Stefano Moscato has recently posted an excellent article to SSRN in which he advocates teaching foundational clinical skills in the first year of law school.  He writes, 'That foundation should include an introduction to the following: fact-gathering, theory development and inferential reasoning, basic questioning techniques, obtaining chronologies, and T-funnel questioning." "Students' ability to transfer what they learn in the classroom to other contexts best occurs when students have repeated opportunities to practice those skills over time and in different and increasingly more complex settings, and where they receive meaningful feedback on their performance (including self-evaluation)."

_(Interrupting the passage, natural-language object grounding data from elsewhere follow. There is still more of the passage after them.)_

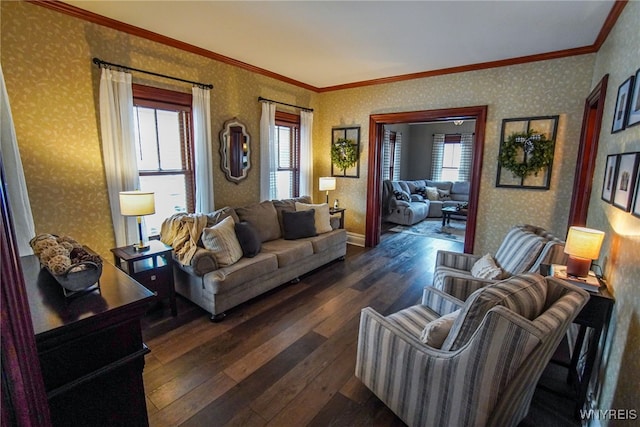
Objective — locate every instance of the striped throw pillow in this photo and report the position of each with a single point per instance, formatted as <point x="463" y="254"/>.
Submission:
<point x="524" y="294"/>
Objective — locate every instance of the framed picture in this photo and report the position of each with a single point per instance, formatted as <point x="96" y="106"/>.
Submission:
<point x="609" y="183"/>
<point x="527" y="147"/>
<point x="634" y="107"/>
<point x="625" y="180"/>
<point x="622" y="106"/>
<point x="345" y="152"/>
<point x="635" y="211"/>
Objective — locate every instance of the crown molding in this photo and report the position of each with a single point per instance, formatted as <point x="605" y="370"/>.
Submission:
<point x="68" y="9"/>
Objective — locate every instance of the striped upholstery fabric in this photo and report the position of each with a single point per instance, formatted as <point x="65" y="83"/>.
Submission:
<point x="519" y="251"/>
<point x="529" y="245"/>
<point x="489" y="381"/>
<point x="413" y="319"/>
<point x="524" y="295"/>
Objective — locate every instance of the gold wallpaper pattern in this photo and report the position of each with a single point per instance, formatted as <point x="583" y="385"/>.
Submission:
<point x="53" y="90"/>
<point x="620" y="58"/>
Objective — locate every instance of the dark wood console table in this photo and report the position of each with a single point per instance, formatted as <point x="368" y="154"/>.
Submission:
<point x="90" y="347"/>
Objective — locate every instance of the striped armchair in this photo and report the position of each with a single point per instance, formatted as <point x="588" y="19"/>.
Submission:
<point x="487" y="368"/>
<point x="523" y="249"/>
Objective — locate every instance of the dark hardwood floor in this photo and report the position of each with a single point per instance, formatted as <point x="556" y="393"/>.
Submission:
<point x="287" y="358"/>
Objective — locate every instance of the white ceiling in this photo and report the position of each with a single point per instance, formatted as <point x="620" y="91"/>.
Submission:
<point x="328" y="43"/>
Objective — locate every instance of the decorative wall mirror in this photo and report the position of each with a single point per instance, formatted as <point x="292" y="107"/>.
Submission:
<point x="235" y="150"/>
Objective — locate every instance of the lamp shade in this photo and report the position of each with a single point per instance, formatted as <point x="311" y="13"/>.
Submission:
<point x="137" y="203"/>
<point x="327" y="183"/>
<point x="584" y="242"/>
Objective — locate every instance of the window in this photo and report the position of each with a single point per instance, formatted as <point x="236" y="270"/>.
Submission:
<point x="288" y="162"/>
<point x="451" y="158"/>
<point x="391" y="155"/>
<point x="164" y="135"/>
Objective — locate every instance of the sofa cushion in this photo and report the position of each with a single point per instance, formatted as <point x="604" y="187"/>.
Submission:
<point x="519" y="251"/>
<point x="296" y="225"/>
<point x="245" y="270"/>
<point x="248" y="238"/>
<point x="288" y="252"/>
<point x="263" y="217"/>
<point x="437" y="330"/>
<point x="432" y="193"/>
<point x="222" y="241"/>
<point x="288" y="205"/>
<point x="524" y="295"/>
<point x="486" y="268"/>
<point x="321" y="215"/>
<point x="444" y="194"/>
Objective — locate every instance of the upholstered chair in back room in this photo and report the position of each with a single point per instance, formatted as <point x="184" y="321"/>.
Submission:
<point x="476" y="363"/>
<point x="524" y="249"/>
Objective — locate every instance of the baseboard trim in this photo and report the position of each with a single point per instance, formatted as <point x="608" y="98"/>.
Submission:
<point x="355" y="239"/>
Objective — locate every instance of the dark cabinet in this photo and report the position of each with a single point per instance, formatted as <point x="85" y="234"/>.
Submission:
<point x="90" y="347"/>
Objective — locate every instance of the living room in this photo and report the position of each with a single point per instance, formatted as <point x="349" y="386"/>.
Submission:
<point x="52" y="85"/>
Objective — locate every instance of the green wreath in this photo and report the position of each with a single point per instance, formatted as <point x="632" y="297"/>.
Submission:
<point x="344" y="153"/>
<point x="538" y="153"/>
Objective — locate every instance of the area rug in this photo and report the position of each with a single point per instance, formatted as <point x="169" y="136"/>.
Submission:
<point x="433" y="228"/>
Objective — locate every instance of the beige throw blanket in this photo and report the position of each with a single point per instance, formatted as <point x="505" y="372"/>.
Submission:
<point x="182" y="231"/>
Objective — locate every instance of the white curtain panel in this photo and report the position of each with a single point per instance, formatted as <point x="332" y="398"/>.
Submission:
<point x="118" y="148"/>
<point x="203" y="150"/>
<point x="306" y="153"/>
<point x="466" y="156"/>
<point x="14" y="176"/>
<point x="436" y="159"/>
<point x="268" y="152"/>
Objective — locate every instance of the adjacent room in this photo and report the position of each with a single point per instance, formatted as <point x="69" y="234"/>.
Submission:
<point x="320" y="213"/>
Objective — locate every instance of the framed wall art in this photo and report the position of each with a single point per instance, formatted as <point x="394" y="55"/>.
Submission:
<point x="634" y="107"/>
<point x="609" y="183"/>
<point x="345" y="152"/>
<point x="526" y="152"/>
<point x="635" y="211"/>
<point x="625" y="180"/>
<point x="622" y="106"/>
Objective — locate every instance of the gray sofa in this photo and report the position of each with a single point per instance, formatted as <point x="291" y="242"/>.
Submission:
<point x="219" y="288"/>
<point x="409" y="202"/>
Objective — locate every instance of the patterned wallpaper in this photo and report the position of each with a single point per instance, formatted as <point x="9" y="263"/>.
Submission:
<point x="536" y="89"/>
<point x="620" y="58"/>
<point x="53" y="90"/>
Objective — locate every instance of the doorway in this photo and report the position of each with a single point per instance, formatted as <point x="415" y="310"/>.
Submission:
<point x="374" y="180"/>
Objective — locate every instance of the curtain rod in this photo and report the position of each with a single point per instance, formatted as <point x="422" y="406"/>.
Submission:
<point x="260" y="99"/>
<point x="101" y="63"/>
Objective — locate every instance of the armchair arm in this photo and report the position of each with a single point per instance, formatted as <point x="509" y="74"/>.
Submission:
<point x="420" y="383"/>
<point x="458" y="284"/>
<point x="439" y="301"/>
<point x="457" y="260"/>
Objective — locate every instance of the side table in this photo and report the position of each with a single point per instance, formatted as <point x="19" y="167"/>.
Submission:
<point x="153" y="268"/>
<point x="336" y="211"/>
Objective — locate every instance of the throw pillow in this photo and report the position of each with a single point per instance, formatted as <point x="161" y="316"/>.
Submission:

I have been advocating for something similar for foundational cognitive skills for several years; start these skills at the beginning of law school.  Research in general education scholarship has demonstrated that teachers need to start with the cognitive basics.  For law students, this includes the various types of legal reasoning--rule-based reasoning, analogical reasoning, synthesizing rules, distinguishing cases, and policy-based reasoning, simple statutory analysis, reading legal texts critically, and basic problem solving.  (here)

These skills could be taught across the first-year curriculum, or a separate class could be devoted to them that could also include Moscato's foundational clinical skills.  In either case, a better beginning will produce better lawyers.